Date of Award

Summer 8-2012

Degree Type

Masters Thesis

Degree Name

Master of Arts (MA)

Department

English

Committee Chair

Eric Tribunella

Committee Chair Department

English

Committee Member 2

Kate Cochran

Committee Member 2 Department

English

Committee Member 3

Maureen Ryan

Committee Member 3 Department

English

Abstract

The 1980s—the last decade of the Cold War between the West and the Soviet Union—was a time of great change in the medium of graphic literature. Among the writers who changed superhero comic books through such strategies as the adoption of the anti-hero concept were Alan Moore and Frank Miller. In Watchmen and V for Vendetta, Alan Moore presents his super anti-heroes as intellectuals whose missions are the transformation and disruption of a national status quo in order to foster a brighter future.
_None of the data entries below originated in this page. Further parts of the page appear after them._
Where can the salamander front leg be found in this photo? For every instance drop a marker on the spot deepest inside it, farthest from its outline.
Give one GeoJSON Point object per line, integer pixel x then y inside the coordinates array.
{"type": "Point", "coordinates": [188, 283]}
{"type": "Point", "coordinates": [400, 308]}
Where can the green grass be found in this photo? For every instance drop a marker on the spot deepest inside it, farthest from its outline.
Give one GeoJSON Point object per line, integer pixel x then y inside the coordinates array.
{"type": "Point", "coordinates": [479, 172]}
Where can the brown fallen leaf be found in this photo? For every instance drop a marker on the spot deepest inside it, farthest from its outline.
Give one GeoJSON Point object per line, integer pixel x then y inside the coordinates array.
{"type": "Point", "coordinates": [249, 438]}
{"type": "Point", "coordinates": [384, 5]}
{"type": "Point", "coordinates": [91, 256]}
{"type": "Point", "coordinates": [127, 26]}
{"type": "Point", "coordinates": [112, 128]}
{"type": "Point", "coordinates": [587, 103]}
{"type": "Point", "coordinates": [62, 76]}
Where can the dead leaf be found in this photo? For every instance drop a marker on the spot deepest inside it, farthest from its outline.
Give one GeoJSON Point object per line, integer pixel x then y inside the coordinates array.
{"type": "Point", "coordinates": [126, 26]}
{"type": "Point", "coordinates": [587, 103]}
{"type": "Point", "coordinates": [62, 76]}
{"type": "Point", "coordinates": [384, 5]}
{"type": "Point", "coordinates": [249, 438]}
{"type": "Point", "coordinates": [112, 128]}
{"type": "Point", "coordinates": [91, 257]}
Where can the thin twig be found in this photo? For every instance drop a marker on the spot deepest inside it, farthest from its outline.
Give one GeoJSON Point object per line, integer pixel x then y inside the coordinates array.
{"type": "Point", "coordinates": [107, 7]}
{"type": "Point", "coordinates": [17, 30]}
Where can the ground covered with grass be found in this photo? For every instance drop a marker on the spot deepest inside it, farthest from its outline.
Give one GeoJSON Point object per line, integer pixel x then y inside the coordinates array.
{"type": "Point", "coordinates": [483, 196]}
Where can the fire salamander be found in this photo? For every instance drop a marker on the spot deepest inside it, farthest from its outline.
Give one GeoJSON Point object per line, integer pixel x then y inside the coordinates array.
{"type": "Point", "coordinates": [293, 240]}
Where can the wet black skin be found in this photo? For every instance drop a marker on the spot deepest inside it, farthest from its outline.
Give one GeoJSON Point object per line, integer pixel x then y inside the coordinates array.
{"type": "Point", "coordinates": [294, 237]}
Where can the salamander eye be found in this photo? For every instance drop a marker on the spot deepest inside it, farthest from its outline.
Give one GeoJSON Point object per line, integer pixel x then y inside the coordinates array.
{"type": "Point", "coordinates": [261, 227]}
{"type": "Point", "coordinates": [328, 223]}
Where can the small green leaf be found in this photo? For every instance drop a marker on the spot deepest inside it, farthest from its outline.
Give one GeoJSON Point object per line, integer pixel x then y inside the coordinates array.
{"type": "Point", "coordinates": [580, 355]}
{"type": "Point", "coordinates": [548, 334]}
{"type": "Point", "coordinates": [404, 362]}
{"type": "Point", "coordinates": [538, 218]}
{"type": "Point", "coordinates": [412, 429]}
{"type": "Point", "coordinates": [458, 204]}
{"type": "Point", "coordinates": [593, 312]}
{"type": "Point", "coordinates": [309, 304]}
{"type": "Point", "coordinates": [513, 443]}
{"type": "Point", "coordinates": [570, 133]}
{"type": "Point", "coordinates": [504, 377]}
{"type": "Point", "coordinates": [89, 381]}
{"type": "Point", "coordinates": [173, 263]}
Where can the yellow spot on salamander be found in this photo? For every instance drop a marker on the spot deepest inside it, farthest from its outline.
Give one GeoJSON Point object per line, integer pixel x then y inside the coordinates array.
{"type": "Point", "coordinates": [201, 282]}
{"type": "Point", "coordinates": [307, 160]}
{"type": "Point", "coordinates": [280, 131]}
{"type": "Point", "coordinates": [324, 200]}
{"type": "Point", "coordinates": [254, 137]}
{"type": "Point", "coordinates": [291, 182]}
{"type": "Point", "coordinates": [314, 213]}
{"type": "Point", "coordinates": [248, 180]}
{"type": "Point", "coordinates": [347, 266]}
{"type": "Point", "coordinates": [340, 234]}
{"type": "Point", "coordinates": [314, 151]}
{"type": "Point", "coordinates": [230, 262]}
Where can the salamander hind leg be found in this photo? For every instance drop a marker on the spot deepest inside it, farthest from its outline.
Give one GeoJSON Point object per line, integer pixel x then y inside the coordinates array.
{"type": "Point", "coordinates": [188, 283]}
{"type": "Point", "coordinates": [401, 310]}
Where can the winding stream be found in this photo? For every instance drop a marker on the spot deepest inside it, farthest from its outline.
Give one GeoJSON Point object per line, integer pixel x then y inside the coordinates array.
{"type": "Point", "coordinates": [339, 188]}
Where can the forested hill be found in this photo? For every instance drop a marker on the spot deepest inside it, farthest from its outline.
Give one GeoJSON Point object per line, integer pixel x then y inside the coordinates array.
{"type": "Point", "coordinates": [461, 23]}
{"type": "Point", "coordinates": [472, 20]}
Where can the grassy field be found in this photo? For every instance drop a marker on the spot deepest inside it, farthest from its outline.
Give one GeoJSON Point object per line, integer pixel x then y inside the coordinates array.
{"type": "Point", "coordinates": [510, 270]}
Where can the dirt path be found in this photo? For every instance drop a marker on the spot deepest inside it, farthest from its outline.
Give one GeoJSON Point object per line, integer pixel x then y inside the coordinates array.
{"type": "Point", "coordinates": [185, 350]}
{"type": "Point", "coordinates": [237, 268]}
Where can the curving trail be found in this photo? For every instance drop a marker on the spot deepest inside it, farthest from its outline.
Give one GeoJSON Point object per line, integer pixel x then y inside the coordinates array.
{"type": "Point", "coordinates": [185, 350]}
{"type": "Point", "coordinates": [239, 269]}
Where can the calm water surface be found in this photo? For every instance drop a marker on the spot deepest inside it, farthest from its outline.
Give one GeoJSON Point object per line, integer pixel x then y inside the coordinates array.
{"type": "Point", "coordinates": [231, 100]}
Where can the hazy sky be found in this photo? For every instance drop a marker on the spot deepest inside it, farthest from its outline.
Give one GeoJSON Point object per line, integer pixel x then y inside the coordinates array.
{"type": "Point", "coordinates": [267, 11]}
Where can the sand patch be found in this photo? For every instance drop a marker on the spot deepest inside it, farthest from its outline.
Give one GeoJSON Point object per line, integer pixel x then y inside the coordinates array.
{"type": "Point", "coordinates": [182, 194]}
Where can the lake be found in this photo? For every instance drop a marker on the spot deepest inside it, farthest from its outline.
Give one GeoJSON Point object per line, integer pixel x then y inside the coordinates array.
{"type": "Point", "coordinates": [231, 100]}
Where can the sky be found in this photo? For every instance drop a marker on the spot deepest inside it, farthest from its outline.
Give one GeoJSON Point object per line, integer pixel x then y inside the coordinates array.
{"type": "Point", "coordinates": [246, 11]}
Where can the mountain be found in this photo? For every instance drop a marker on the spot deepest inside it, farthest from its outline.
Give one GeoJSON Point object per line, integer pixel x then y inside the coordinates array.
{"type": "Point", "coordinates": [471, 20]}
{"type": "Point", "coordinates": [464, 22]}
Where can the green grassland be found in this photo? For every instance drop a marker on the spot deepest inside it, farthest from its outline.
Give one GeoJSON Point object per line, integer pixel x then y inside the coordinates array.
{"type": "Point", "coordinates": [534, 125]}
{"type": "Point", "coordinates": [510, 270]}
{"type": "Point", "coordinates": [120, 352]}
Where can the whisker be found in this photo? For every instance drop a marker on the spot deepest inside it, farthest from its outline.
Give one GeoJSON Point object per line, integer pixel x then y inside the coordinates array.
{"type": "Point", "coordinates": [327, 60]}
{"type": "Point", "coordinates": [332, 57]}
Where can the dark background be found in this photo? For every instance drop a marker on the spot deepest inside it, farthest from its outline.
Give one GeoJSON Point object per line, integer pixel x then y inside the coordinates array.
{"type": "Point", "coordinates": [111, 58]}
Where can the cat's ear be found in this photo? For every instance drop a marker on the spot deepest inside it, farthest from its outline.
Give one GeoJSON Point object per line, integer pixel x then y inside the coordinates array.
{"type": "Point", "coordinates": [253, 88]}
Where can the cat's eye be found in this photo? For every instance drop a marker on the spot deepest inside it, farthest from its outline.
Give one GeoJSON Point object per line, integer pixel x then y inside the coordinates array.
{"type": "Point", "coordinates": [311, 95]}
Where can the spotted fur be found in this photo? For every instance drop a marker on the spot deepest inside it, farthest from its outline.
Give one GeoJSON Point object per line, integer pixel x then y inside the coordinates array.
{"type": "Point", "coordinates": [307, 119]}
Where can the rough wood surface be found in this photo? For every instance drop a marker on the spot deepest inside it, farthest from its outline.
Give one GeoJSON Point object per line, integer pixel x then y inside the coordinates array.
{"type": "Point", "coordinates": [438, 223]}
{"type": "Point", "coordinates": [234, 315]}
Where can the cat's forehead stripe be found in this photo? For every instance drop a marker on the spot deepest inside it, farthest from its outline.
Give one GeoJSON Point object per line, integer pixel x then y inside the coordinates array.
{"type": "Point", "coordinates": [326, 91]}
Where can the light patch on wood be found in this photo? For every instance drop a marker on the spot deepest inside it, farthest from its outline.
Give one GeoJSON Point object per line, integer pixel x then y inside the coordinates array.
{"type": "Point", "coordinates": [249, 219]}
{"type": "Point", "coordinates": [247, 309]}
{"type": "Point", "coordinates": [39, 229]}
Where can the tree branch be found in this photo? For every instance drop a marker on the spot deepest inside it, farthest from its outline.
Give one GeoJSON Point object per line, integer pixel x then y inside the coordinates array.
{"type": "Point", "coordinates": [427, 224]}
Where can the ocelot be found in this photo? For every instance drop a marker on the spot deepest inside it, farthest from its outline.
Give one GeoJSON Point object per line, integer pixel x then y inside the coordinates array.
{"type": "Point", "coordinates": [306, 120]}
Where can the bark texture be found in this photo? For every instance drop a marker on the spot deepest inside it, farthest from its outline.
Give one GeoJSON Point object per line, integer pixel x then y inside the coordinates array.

In Batman: The Dark Knight Returns and Daredevil: Born Again, Frank Miller presents his reinvented super anti-heroes as scions of a previous age (the World War II generation) who act as teachers and exemplars of violent resistance to the crime-ridden and uncertain reality of 1980s New York City—a time and place defined by financial crises and the omnipresent fear of nuclear annihilation. Taken together, these graphic novelists stand as examples of a specific time period in the development of the graphic literary art form.